Table 1 Species description: distribution range, ecological properties relative to light (successional status) and soil, spatial population structure and seed dispersal properties

cDNA library preparation and sequencing

Total RNA from each fresh sample was extracted using a CTAB protocol as described by Le Provost et al., [45] (with minor modifications for a subset of the samples). mRNAs were converted to double stranded cDNA using either SMARTer PCR cDNA Synthesis Kit (Clontech) or Mint cDNA synthesis kit (Evrogen) according to the manufacturer’s instructions.

For each species, cDNA libraries from the different organs (leaves, stems and roots) were identified by a specific molecular identifier (MID) tag. Samples from the same organ of different conspecific individuals were pooled for sequencing (MID1 = leaves, MID2 = stems, MID3 = roots). Libraries of the different species were sequenced separately (one run per species) according to a standard Roche-454 protocol [46]. The raw data were submitted to the European Nucleotide Archive (ENA) database (study number: PRJEB3286; http://www.ebi.ac.uk/ena/) and given the accession numbers ERS177107 through ERS177110.

Assembly and functional annotation

The bioinformatic flowchart includes the following steps (Figure 1): for each species, .sff files were extracted into .fasta, .fasta.qual and .fastq files using the ‘.sff extract’ script available at http://bioinf.comav.upv.es/sff_extract/. The extraction was made both with and without clipping of read ends.

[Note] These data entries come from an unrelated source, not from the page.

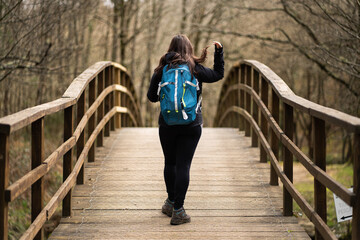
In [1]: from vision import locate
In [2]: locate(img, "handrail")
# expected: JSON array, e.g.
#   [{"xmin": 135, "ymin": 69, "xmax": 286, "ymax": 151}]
[
  {"xmin": 0, "ymin": 62, "xmax": 143, "ymax": 240},
  {"xmin": 214, "ymin": 60, "xmax": 360, "ymax": 239}
]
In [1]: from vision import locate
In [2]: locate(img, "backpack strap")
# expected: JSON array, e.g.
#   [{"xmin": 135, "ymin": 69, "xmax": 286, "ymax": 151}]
[{"xmin": 195, "ymin": 95, "xmax": 202, "ymax": 113}]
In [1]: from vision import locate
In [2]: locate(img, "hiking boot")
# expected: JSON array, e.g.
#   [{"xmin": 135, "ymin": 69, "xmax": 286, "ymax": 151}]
[
  {"xmin": 170, "ymin": 207, "xmax": 191, "ymax": 225},
  {"xmin": 161, "ymin": 199, "xmax": 174, "ymax": 217}
]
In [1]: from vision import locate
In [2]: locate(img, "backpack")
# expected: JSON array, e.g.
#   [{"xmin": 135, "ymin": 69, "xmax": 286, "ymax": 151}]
[{"xmin": 158, "ymin": 64, "xmax": 201, "ymax": 125}]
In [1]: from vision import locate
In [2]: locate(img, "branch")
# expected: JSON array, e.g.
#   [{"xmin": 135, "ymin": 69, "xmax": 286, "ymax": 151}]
[
  {"xmin": 280, "ymin": 29, "xmax": 360, "ymax": 97},
  {"xmin": 315, "ymin": 1, "xmax": 360, "ymax": 40},
  {"xmin": 0, "ymin": 0, "xmax": 23, "ymax": 22},
  {"xmin": 198, "ymin": 26, "xmax": 289, "ymax": 44},
  {"xmin": 281, "ymin": 0, "xmax": 320, "ymax": 45}
]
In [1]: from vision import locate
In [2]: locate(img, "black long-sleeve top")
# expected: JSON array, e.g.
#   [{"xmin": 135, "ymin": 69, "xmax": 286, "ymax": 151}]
[{"xmin": 147, "ymin": 48, "xmax": 225, "ymax": 126}]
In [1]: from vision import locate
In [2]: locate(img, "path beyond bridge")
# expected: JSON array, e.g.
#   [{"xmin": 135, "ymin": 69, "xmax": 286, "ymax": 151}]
[{"xmin": 50, "ymin": 128, "xmax": 310, "ymax": 240}]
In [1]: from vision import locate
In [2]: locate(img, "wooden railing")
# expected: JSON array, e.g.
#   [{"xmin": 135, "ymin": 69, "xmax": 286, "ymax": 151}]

Adaptor and MID sequences were identified in .fasta files (with unclipped ends) by searching exact motifs of MID1, MID2 and MID3 in the first twenty bases of each read. The distribution of clipped-end raw read sizes for all species is shown in Additional file 1: Figure S1.

Figure 1
figure 1

Bioinformatics flowchart.

Clipped-ends reads were de novo assembled into contigs using MIRA v.3.4.0. The software is rather flexible, has a large range of parameter choices [47] and it has been used efficiently for transcriptome assemblies [48]. We applied the “accurate” mode (with ‘job’ arguments: ‘de novo, est, accurate’) to limit the assembly of paralogous genes. Singletons (i.e. unassembled reads) were discarded for all subsequent steps.

Because different numbers of reads were obtained from different organs, comparisons in the number of contigs (unigenes) among organs may suffer from ascertainment bias, with libraries containing fewer reads displaying fewer contigs due to more limited sampling. To test for this effect we have applied the RaBoT method [49], which compares observed values of a given statistic (here, number of contigs) in a smaller sample (the ‘empirical’ value) with the value obtained from repeated sub-samples of the same size, drawn from a larger sample (the ‘bootstrapped’ values). The statistic in the larger sample is thus evaluated in the same conditions as in the smaller one, which allows an unbiased comparison and their difference to be tested statistically. RaBoT was applied with N = 100 sub-samples. Because the sub-samples were not independent, only the non-parametric test and P-value (i.e. the fraction of the distribution of ‘bootstrapped’ values that is above the ‘empirical’ value) are reported.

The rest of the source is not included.